Optogenetics has revolutionized our knowledge of the brain! It allows us to change the activity of specific neurons in the brain using light instead of electric impulses. We only have to insert the genes of photosensitive proteins, which react to light, taken from algae, into the neurons we want to manipulate. This technique allows us to control their activity by merely turning on and off a light source. Many researchers use optogenetics to stimulate circuits in different parts of the brain. Trials have been done with roaches and mice and this technique is starting to be used to better understand the neurological foundations of anxiety, addiction and depression in humans. It is a powerful, innovative technique, but it is still in the experimental stages.
In your point of view, what are the main challenges facing neuroscience in the future?

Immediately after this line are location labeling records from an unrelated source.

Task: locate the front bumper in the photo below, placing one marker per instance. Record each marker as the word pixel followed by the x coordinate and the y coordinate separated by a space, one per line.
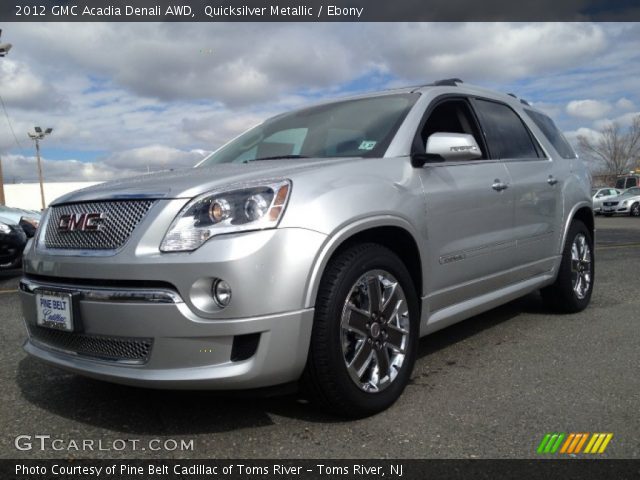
pixel 186 352
pixel 616 210
pixel 142 301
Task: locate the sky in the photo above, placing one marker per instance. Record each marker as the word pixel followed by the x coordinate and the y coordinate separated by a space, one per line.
pixel 128 98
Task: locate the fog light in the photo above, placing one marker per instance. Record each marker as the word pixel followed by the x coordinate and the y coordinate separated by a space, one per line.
pixel 221 293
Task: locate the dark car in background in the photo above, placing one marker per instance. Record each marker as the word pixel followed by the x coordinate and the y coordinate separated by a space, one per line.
pixel 27 219
pixel 12 242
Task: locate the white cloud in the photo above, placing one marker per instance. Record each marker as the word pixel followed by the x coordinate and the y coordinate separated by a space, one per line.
pixel 625 104
pixel 591 109
pixel 23 169
pixel 131 95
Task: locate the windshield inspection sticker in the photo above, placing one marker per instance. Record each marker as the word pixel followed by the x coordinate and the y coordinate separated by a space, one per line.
pixel 367 145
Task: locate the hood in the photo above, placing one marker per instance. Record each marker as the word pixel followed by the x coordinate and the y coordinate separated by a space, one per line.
pixel 190 182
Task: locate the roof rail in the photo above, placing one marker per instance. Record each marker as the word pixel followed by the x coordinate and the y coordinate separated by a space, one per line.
pixel 451 82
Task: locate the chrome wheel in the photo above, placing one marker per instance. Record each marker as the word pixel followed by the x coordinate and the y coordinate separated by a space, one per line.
pixel 375 330
pixel 580 266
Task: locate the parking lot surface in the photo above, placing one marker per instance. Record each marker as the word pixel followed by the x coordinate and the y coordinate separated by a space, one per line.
pixel 489 387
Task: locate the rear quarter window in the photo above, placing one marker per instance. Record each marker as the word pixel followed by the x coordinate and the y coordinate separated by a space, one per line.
pixel 505 132
pixel 553 134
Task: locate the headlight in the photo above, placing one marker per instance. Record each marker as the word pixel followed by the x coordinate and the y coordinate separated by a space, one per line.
pixel 254 206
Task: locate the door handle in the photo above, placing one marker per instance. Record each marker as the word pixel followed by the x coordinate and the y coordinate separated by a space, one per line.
pixel 498 186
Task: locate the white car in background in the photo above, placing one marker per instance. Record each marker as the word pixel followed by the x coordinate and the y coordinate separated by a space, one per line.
pixel 600 195
pixel 627 203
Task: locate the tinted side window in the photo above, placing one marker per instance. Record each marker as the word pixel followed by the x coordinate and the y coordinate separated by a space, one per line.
pixel 506 135
pixel 552 133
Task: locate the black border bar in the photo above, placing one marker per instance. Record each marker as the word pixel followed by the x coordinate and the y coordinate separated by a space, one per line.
pixel 206 469
pixel 213 11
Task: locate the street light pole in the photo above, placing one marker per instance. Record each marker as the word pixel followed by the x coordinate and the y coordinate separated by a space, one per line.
pixel 36 137
pixel 4 49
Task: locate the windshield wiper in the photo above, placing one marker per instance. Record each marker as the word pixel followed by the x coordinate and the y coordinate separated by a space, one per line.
pixel 276 157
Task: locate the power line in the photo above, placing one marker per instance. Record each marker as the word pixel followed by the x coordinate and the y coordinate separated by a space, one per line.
pixel 6 114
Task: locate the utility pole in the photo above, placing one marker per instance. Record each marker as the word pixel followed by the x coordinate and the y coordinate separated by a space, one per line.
pixel 36 137
pixel 4 49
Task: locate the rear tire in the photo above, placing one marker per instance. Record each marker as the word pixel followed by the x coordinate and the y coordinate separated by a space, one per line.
pixel 365 332
pixel 571 292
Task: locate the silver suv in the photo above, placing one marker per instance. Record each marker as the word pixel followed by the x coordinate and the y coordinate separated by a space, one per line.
pixel 315 248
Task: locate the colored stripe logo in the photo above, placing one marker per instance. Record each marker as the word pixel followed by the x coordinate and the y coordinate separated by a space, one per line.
pixel 573 443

I think that one of the main challenges is to understand very basic questions about the nervous system that can give us hints as to how to treat neuropsychiatric disorders. We still have a lot of questions. For example, with Alzheimer disease we know that an amyloid protein accumulates in the brain. We don’t know what function amyloid serves in the nervous system and many clinical trials are trying to find this out. It also seems that there are parts of the brain that are more vulnerable to injury than others and we don’t yet understand why. Simple questions like these, I think, will drive basic research in the future and give us a better understanding of the brain.
You are currently President of the Society for Neuroscience. What are the main goals of this association?
We aim to convince our politicians of the importance of basic research in general and, specifically, of the need to invest in neuroscience, as development in this field generates great benefits for public health and society in general. It is also important to promote programs to educate the general public. Children today, the adults of the future, are flooded and saturated with television programs and it is difficult to get their attention, but I think it is worth trying.